Uçağın kalkış anı ama itici güç olan motorlar aslında korkunun ta kendisi ve ona durmasını söyleyemiyorsunuz
Lunaparklardaki hızlı trenlerde yaşanan adrenalin ve orada öylece bekleme zorunluluğu… Tariflerini kelimelerle net yapamıyoruz; çünkü günlük yaşamda alışık olmadığımız daha çok gerilim filmlerinde yaşanan hislere benziyorlar.
Yanan bir binanın içinde kapana kısılma hali.
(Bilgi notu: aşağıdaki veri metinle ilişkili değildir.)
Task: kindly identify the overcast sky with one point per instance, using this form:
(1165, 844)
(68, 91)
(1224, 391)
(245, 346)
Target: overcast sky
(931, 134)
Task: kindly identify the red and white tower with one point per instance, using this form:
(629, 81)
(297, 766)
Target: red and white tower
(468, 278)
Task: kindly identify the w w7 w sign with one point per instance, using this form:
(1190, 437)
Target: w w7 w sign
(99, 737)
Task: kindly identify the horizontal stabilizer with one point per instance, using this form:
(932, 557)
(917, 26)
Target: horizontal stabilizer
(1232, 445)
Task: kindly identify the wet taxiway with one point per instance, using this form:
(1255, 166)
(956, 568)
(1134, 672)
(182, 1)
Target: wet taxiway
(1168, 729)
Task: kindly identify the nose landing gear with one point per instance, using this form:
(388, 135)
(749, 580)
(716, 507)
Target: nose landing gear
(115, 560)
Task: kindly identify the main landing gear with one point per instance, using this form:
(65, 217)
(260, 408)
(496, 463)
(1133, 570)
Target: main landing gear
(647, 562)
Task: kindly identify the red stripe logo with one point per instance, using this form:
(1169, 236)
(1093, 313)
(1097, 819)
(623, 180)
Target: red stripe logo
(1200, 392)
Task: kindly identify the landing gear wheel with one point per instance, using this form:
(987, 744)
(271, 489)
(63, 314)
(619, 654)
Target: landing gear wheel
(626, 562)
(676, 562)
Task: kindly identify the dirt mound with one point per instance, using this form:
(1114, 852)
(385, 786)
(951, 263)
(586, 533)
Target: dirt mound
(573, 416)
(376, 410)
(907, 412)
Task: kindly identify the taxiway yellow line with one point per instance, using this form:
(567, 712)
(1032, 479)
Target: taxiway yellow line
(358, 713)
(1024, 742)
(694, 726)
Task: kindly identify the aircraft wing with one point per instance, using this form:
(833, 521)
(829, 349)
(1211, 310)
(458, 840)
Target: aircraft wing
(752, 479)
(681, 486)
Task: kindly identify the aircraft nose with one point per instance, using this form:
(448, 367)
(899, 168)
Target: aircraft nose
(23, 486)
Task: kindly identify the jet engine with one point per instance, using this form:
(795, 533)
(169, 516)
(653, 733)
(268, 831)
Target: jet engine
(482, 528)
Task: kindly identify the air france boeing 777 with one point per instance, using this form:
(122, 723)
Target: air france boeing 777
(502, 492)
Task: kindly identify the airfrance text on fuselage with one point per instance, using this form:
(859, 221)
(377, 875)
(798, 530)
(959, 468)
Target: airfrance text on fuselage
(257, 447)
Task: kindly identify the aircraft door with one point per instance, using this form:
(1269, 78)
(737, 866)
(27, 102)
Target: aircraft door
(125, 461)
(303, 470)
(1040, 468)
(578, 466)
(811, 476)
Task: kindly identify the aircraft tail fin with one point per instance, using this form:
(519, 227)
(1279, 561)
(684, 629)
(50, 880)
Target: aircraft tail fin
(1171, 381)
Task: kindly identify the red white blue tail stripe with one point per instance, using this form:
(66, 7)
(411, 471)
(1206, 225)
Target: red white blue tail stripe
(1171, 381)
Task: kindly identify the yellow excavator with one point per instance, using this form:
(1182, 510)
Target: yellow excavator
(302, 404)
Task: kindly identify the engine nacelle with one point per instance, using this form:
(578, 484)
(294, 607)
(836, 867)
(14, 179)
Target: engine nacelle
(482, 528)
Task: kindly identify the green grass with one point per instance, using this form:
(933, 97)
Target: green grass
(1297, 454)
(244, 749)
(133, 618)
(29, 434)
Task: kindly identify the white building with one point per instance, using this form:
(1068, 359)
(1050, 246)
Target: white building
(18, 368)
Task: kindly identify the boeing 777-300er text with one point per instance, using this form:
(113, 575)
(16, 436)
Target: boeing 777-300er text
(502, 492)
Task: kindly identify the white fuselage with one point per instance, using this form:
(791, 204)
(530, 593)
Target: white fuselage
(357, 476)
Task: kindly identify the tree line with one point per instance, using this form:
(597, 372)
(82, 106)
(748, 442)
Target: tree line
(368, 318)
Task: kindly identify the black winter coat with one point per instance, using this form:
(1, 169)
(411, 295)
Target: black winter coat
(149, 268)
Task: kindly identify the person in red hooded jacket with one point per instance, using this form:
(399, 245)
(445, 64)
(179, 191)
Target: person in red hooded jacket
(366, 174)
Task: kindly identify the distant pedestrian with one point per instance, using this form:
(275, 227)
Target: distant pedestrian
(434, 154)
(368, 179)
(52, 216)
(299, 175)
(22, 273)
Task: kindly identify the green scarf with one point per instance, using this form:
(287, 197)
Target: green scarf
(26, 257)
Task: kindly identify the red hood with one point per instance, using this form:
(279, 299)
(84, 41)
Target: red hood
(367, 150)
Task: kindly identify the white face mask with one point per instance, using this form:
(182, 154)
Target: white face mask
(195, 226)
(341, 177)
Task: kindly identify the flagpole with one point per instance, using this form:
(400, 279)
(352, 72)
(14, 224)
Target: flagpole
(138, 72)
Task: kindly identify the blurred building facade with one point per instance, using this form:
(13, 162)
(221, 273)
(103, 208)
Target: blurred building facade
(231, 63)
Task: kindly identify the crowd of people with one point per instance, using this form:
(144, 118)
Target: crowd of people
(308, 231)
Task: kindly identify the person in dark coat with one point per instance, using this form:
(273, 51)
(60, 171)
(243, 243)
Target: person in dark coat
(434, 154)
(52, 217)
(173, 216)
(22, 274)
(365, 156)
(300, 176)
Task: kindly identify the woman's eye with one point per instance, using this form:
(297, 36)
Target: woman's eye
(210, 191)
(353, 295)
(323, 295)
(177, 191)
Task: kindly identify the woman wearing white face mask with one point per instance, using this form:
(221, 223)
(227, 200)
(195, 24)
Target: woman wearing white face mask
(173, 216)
Acilen çıkmanız gerek ama çıkış yok
Türkiye Psikiyatri Derneği panik atak durumunu, aniden ortaya çıkan ve zaman zaman tekrarlayan, insanı dehşet içinde bırakan yoğun sıkıntı ya da korku nöbetleri olarak açıklıyor.
Boğazınız tıkanıyor sanki sıkılıyor gibi. Kollar uyuşmaya başlıyor çünkü oksijen alamıyorsunuz. Bu durum tabii ki panik halini daha da kötüleştiriyor
Ataklar tekrarladıkça kişide huzursuz bir bekleyiş başlıyor. “Bir sonraki atak ne zaman gelecek” duygusunun yarattığı endişeye “beklenti anksiyetesi” adı veriliyor.
Hızla koşarak kaçmak zorunda hissetmek, eğer bunu yapmazsa, ölebileceğini sanmak
Hastaların, yalnız başlarına panik atak geleceğini sandıkları yerlere gidememe hallerine “Agoragobi” adı veriliyor.
Aniden çevrenizdeki her şeyin sizi gözlediği ve varlığınızı bildiği hissine kapılmak
Ayağınız altındaki zeminin kayması, içinizden nefesinizi çekmek istercesine korkunç bakışlara maruz kalmak… Çoğunlukla 20-35 yaşları arasında başlayan hastalık kadınlarda, erkeklere göre 2-3 kat fazla görülüyor.
İlk seferinde sanki bir felç anı gibi kafaya iğne ya da çivilerin batması hissi
Panik bozukluğu, kesinlikle ölüme, çıldırmaya ya da felç olmaya yol açan bir hastalık değildir.
Türkiye Psikiyatri Derneği, doktorlar önermedikçe korkular ile baş etmek için kalp, tansiyon, çarpıntı ilacı, vitamin, sakinleştirici ya da alkol kullanılmaması gerektiği konusunda uyarıda bulunuyor. Bu hastalığın tedavisinin olduğunu ve durumun dünyanın sonu olmadığını bilerek bilinçli davranmak her şeyi daha kolay hale getiriyor.